# jar Datei funktioniert nicht



## モストウォンテッド (25. Aug 2022)

Hallo,
ich bräuchte Hilfe dabei ein Java Programm in eine ausfürbare jar Datei umzuwandeln.
Ich benutze IntelliJ habe mir auch schon Videos dazu angeschaut und an sich funktioniert alles einwandfrei bis zu dem Punkt wo ich die jar Datei anklicke.
Dann öffnet sich die aus mir unerfindlichen Gründen in VisualStudio Code und gibt mir eine Fehlermeldung aus. Dabei sollte sie nur das Programm ausführen.

Ich habe in meinem Programm mit Jframe gearbeitet und meine main Methode implementiert den ActionListener. Ich habe keine Ahnung ob das damit zu tun hat.

Hat irgendjemand eine Idee was ich tun könnte?

Vielen Dank schon mal.


----------



## httpdigest (25. Aug 2022)

Das hat damit zu tun, mit welchem Programm die Dateiendung ".jar" in dem von dir verwendeten Betriebssystem assoziiert ist. Es hat nichts mit deiner Jar-Datei bzw. deinem Programm selbst zu tun. Nur, was das Betriebssystem denkt, mit welchem Programm es bei "Doppelklick" diese Datei öffnen soll.


----------



## モストウォンテッド (25. Aug 2022)

httpdigest hat gesagt.:


> Das hat damit zu tun, mit welchem Programm die Dateiendung ".jar" in dem von dir verwendeten Betriebssystem assoziiert ist. Es hat nichts mit deiner Jar-Datei bzw. deinem Programm selbst zu tun. Nur, was das Betriebssystem denkt, mit welchem Programm es bei "Doppelklick" diese Datei öffnen soll.
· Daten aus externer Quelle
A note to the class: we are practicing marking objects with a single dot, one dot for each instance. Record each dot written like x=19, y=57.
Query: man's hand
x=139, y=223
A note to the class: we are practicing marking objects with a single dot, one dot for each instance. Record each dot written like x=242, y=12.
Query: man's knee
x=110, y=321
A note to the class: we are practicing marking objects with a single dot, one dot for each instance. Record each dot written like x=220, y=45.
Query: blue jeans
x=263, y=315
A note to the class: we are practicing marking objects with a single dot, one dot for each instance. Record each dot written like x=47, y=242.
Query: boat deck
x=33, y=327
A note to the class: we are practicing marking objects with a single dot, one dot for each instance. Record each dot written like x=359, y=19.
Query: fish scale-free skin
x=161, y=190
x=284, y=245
Okay, danke... und wie kann ich das ändern?


----------



## httpdigest (25. Aug 2022)

モストウォンテッド hat gesagt.:


> Okay, danke... und wie kann ich das ändern?


Das hängt von dem von dir verwendeten Betriebssystem ab.


----------



## モストウォンテッド (25. Aug 2022)

Windows. Weißt du wie es da geht?


----------



## temi (25. Aug 2022)

Rechtsklick - Öffnen mit - Andere Anwendung oder so ähnlich. 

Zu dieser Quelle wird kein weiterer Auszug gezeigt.